Pierwszego dnia Dni Muzyki Nowej publiczność zostanie wprowadzona do świata „autonomicznych muzycznych robotów” przez beliński duet Marion Wörle oraz Macieja Śledzieckiego funkcjonujący pod nazwą GAMUT INC. W ich niepowtarzalnym instrumentarium znajdują się między innymi BowJo B2, czyli banjo z trzema gryfami podłączonymi do silnika krokowego; Physharmonica umożliwiająca zautomatyzowanie dźwięków zwykłych organów oraz C3 – carillon napędzany elektrozaworem. Berliński duet wykona utwory ze swojego ostatniego albumu – „Ex Machina”, co będzie miało na celu pobudzenie zarówno zmysłu słuchu, jak i dostarczenie wrażeń wizualnych, tworząc swoisty cyfrowy teatr.
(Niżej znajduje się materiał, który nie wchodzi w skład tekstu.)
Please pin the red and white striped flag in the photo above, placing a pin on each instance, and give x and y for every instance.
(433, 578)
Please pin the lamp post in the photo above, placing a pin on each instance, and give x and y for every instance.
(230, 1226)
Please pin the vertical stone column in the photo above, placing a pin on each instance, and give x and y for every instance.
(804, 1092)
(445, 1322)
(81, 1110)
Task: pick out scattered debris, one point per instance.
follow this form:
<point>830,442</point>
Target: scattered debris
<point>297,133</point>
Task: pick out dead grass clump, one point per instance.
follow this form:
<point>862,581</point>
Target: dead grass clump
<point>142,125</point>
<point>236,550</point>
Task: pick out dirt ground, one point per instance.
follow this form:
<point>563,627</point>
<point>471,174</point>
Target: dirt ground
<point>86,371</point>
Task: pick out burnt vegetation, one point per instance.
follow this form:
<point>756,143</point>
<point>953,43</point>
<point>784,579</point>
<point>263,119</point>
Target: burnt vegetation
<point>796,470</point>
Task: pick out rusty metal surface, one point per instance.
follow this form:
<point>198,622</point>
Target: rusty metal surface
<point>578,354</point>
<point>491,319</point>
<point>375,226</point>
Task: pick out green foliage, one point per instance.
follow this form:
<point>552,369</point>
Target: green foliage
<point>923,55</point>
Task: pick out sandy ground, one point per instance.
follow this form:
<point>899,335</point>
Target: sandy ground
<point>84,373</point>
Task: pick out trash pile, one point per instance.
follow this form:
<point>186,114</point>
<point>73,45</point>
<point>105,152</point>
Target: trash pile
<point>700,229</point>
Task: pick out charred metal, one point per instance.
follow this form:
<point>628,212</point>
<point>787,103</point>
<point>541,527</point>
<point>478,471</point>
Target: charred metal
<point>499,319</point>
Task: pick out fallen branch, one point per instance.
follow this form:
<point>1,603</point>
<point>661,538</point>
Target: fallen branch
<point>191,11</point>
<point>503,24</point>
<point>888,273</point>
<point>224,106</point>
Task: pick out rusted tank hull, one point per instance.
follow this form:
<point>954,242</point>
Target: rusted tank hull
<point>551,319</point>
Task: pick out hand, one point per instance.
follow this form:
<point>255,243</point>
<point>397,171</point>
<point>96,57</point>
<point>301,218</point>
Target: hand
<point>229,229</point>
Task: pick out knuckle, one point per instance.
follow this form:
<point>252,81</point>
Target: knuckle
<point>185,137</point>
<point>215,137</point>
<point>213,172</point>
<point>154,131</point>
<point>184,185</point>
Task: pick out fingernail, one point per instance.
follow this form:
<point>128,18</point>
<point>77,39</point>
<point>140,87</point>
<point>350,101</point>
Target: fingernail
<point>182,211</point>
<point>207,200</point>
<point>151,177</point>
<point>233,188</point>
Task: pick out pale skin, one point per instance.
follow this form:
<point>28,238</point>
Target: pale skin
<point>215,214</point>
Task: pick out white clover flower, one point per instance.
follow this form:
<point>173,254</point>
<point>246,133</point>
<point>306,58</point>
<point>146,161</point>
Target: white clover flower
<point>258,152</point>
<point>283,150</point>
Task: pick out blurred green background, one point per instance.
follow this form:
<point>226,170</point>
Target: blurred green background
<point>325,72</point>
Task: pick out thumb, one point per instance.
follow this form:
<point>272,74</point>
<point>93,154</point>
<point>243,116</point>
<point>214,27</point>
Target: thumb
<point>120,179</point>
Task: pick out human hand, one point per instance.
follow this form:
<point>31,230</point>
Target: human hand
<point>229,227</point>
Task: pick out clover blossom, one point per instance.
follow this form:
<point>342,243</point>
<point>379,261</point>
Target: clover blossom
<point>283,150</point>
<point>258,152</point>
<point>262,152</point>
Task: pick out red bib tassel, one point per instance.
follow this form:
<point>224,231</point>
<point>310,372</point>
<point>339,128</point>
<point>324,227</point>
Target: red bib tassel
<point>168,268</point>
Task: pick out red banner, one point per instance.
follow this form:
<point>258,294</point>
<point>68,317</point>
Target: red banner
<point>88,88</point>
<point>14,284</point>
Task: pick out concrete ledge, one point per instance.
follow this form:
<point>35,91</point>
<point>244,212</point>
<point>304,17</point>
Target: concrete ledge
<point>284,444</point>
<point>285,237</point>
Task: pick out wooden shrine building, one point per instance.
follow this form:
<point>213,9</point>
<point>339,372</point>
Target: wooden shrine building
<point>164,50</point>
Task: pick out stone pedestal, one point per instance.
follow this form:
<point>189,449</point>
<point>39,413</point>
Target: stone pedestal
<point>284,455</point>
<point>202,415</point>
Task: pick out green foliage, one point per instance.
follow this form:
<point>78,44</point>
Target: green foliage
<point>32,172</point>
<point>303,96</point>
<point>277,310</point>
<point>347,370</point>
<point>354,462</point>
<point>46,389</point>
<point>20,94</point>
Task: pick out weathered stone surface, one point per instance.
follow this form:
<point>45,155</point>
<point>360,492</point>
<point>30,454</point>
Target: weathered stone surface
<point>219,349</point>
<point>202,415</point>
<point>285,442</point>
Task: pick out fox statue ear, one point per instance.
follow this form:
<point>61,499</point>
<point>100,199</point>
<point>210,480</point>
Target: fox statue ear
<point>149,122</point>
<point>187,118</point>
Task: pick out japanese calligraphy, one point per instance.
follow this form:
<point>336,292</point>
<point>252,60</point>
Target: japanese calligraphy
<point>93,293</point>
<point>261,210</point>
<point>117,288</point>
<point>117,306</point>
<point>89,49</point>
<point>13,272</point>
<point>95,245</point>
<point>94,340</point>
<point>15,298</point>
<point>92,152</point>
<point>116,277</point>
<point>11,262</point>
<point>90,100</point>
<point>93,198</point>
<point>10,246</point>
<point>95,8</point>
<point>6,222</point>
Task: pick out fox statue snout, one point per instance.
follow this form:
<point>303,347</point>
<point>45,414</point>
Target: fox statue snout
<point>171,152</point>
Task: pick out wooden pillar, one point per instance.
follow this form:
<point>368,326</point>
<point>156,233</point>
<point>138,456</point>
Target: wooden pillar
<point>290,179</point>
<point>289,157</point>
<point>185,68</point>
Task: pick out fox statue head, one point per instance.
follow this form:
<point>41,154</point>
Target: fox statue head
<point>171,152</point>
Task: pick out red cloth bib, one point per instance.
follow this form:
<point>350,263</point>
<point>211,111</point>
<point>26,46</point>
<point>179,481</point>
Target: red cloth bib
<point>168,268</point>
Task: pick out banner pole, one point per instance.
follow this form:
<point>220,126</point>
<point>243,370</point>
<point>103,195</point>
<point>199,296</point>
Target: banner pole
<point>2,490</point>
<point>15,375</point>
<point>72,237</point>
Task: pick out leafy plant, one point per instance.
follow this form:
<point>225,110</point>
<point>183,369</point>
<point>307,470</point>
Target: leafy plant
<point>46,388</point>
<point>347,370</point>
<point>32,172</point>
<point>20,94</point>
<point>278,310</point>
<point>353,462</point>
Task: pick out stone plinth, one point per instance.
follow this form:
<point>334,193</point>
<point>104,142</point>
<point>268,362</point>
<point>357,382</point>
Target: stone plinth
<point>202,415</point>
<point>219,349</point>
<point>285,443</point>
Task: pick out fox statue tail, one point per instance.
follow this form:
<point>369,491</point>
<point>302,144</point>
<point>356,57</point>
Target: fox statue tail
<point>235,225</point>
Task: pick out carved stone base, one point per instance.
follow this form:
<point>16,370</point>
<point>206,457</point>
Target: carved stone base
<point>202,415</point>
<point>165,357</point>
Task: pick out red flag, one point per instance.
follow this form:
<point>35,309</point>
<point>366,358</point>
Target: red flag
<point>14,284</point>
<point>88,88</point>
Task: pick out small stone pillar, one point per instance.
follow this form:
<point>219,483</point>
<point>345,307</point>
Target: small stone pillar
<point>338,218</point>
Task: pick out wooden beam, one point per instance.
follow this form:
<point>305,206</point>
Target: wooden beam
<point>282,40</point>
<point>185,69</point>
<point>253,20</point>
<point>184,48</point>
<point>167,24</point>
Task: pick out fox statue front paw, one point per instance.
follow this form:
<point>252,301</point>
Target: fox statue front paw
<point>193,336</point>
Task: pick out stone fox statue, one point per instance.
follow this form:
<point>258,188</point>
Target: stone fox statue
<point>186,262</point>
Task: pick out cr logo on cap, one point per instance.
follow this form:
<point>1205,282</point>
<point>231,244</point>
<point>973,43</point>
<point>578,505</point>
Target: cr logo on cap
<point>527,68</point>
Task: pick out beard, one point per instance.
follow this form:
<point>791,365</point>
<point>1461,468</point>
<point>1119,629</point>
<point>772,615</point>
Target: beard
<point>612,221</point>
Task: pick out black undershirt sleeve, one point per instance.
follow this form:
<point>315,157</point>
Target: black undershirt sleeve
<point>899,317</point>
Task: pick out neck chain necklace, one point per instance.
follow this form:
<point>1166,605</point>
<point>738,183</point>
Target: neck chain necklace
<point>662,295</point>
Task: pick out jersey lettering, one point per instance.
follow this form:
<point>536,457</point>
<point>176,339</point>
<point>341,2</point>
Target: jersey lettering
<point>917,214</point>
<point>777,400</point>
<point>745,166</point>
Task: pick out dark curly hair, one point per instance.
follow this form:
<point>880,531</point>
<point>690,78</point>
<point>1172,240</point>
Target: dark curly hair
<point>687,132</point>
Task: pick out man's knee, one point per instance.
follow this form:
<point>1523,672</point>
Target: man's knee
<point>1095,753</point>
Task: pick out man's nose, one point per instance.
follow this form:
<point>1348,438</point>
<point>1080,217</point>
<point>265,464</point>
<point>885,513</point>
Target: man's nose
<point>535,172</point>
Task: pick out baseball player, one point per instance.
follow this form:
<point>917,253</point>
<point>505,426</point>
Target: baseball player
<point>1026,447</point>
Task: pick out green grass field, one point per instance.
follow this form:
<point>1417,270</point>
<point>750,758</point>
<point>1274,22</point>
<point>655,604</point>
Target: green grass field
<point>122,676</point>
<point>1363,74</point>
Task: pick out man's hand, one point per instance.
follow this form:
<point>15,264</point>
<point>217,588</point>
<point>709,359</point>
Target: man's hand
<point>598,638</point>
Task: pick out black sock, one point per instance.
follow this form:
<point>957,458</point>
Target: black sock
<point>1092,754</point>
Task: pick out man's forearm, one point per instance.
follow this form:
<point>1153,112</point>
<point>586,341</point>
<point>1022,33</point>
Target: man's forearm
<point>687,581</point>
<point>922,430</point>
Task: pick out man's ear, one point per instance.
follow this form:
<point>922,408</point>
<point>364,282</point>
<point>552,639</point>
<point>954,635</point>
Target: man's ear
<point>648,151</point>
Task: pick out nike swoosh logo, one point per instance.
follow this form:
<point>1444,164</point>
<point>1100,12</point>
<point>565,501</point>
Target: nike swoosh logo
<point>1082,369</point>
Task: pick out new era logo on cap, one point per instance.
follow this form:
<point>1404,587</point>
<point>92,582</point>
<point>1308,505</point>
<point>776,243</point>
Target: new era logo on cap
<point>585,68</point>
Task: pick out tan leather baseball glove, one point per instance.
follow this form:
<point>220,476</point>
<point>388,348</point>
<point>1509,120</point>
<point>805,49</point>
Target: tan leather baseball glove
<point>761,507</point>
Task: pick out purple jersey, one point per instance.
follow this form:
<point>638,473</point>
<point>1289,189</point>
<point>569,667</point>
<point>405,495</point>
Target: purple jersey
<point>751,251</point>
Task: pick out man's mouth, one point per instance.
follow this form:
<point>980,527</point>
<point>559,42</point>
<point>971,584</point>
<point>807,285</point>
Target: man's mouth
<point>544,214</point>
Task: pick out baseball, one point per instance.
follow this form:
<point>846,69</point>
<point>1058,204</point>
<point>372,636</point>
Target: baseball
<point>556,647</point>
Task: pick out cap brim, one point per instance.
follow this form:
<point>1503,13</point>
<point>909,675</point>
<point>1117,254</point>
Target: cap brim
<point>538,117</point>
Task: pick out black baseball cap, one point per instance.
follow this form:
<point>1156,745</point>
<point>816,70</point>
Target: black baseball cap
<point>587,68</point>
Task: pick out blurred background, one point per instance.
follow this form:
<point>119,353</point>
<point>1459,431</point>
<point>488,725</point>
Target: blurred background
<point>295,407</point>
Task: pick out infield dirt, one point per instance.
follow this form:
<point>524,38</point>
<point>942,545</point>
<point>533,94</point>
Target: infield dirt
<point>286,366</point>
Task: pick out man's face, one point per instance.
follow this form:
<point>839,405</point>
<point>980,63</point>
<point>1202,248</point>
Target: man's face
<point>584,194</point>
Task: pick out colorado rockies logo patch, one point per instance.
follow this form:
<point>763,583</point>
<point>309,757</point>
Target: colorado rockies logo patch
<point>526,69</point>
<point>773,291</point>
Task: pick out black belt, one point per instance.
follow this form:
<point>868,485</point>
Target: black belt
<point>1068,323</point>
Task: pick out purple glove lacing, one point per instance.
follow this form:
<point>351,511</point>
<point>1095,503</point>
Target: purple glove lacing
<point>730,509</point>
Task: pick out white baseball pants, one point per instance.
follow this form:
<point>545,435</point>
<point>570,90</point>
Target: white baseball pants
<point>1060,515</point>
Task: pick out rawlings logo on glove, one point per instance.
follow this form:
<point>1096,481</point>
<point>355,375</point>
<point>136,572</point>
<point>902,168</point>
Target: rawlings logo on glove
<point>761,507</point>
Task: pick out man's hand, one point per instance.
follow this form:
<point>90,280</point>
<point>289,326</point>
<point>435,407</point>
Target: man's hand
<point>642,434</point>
Próba się skończy, przedstawienie się skończy, śpiewacy umrą, ostatni zapis muzyki zostanie w taki czy inny sposób zniszczony, aż wreszcie zniknie samo nazwisko Mozart i pył zwycięży. Jeżeli nie na tej planecie, to na innej – w ten pesymistyczny i pozbawiony nadziei sposób Rick Deckard, bohater książki Czy Androidy Marzą O Elektrycznych Owcach?, na podstawie której nakręcono film Blade Runner postrzegał egzystencję dzieła muzycznego, a także samych kompozytorów i wykonawców. Gamut Inc dowodzi jednak, że muzyka nie tylko tak łatwo nie umiera, lecz potrafi także przybrać formę, o jakiej autorom literatury science-fiction nawet się nie śniło.

Physharmonica, czyli kolejne stadium rozwojowe organów lub akordeonu, zmechanizowany glockenspiel, banjo ze strunami pobudzanymi przez elektromagnesy – tego nie wymyślił Philip K. Dick, lecz Marion Wörle oraz Maciej Śledziecki. Unikalne, autorskie machiny opierają się na brzmieniu tradycyjnych instrumentów, lecz ich kontrola przy użyciu komputera sprawiają, że generowane dźwięki przekraczają możliwości ludzkiego organizmu. Niektóre z nich wyglądają jak połączenie drewnianych instrumentów z zestawem montażowym wykorzystywanym w elektrowniach i w pewnym sensie dokładnie tym są. Brzmienie duetu jest niskie, sferyczne, ponure. Czasami wydaje się, że słychać kościelne dzwony, kiedy indziej, że to ogromne organy zagłady napędzają dźwięki wybrzmiewające w Berghain – opisuje instrumentarium oraz brzmienie Gamut redaktor niemieckiego magazynu Neue Zeitschrift für Musik.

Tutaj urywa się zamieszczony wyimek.